Come tutte le tecnologie, anche le tecnologie informatiche sono neutrali: gli strumenti informatici possono essere impiegati per affermare così come per negare l’esercizio di un diritto. Ovviamente, maggiore è il potenziale di una certa tecnologia, maggiori sono i vantaggi che essa offre, e maggiori sono le conseguenze negative che possono risultare dal suo impiego. É innegabile che i moderni dispositivi digitali offrano enormi vantaggi: per loro stessa natura, questi strumenti offrono inaudite opportunità anche per chi voglia impiegarli per finalità criminose.

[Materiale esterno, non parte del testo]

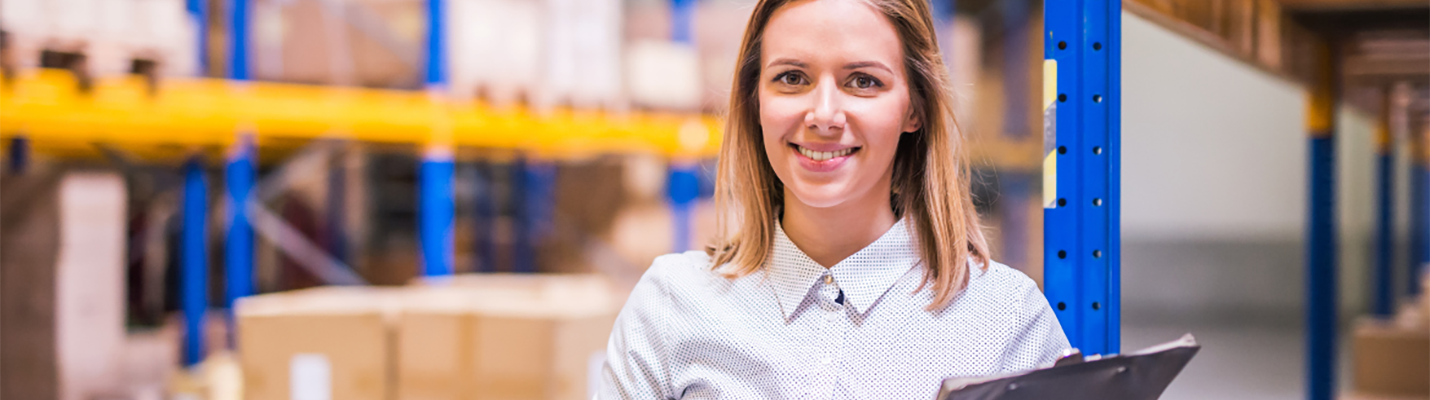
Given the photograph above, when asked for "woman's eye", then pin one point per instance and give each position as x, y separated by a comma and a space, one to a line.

Per fronteggiare il fenomeno della criminalità informatica, la scienza penalistica ha la possibilità di ricondurre le nuove modalità criminali nell’alveo delle fattispecie incriminate “classiche”, ma tale opzione non è sempre possibile: in alcuni casi, infatti, condotte che comunemente non avremmo esitazione a considerare illecite non possono essere considerate personalmente rilevanti.

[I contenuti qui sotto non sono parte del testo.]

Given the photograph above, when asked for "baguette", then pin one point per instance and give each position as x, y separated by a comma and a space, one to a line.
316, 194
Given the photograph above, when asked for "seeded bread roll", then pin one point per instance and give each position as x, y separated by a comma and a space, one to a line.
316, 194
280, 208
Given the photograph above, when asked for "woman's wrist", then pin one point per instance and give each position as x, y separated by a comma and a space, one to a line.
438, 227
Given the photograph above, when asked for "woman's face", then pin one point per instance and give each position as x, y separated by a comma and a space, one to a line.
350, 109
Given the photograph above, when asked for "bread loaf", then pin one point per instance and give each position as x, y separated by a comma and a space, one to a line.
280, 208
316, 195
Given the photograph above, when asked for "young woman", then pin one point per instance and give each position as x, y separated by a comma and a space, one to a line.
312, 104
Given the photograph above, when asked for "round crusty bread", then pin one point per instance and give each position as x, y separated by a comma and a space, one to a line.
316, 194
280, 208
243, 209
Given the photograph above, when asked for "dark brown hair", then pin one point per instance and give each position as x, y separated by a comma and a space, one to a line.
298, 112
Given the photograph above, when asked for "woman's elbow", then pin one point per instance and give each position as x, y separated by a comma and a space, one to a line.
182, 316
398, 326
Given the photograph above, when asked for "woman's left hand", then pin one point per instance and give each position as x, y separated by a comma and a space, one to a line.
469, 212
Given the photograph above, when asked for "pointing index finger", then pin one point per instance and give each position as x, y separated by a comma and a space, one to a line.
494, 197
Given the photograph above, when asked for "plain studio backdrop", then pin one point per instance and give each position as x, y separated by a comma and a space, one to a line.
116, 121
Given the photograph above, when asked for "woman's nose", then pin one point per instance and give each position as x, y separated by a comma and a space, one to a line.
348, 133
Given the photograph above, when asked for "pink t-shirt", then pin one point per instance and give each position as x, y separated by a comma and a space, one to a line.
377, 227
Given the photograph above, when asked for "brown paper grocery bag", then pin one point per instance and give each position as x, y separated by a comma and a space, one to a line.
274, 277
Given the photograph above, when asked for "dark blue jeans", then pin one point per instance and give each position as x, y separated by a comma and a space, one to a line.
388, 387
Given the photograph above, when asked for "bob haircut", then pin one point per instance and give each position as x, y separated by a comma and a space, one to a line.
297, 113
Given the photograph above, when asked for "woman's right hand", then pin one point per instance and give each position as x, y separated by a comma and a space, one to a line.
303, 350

Essendo dunque esclusa la possibilità diretta di determinare condotte, in alcuni casi si è reso necessario l’intervento del legislatore che ha così introdotto nuove fattispecie incriminatrici: queste ultime corrispondono a ciò che viene indicato con l’espressione di cybercrimes. Diverse sono state le modalità con cui nei diversi paesi si è intervenuti a livello legislativo:

  1. In alcuni casi si è scelto un metodo “organico” in cui i nuovi reati sono stati inseriti in atti normativi autonomi.
  2. In altri casi il criterio scelto è stato invece “evolutivo”, secondo cui i cybercrimes sono stati inseriti in un corpus normativo già esistente, integrato con le nuove disposizioni incriminatrici: questa seconda strada è quella che ha percorso il legislatore italiano

Il fenomeno della criminalità informatica ha attirato l’attenzione della dottrina già introno al 1970. Tuttavia, occorre aspettare gli anni Ottanta per assistere a una effettiva emersione di pratiche illecite legate all’uso di tecnologie informatiche e al conseguente interessamento della dottrina penalistica: in quel periodo si verificarono infatti le prime azioni di hacking e alcuni esperti di programmazione diedero avvio alla creazione di virus e di malware di ogni genere.

Alla fine degli anni Ottanta, il Consiglio d’Europa avvertì l’esigenza di affrontare Loa questione della criminalità informatica, arrivando ad approvare la raccomandazione 89/9 del Comitato Direttore per i Problemi Criminali (CDPC). Tale atto riportava la cosiddetta “lista minima”: un elenco di fattispecie criminose che il Consiglio indicava ai Paesi membri come urgentemente bisognose di un riconoscimento giuridico.

Più precisamente, la raccomandazione 89/9 proponeva l’introduzione in tutti i Paesi membri di alcuni reati quali la frode informatica, il falso informatico, il danneggiamento dei dati e dei programmi informatici, l’accesso abusivo, la riproduzione non autorizzata di software, il sabotaggio informatico.

Il legislatore italiano ha accolto l’indicazione con la legge 547/1993 con cui sono state previste nell’ordinamento giuridico italiano alcune nuove figure criminose, introdotte dagli articoli 615-ter, quater e quinquies / 617-quater, quinquies e sexies / 635-bis / 640-ter del codice penale. Inoltre, la legge 547/1993 in alcuni casi ha riadattato, aggiornato o integrato in vario modo fattispecie penali già esistenti.

Le disposizioni del 1993 sono state successivamente oggetto di intervento di aggiornamento da parte della legge 48/2008 con cui l’Italia ha ratificato un accordo internazionale: la Convenzione sulla criminalità informatica, firmata a Budapest il 23 Novembre 2001.

È solo con questo intervento normativo che i reati informatici sono entrati di fatto nell’ordinamento giuridico italiano.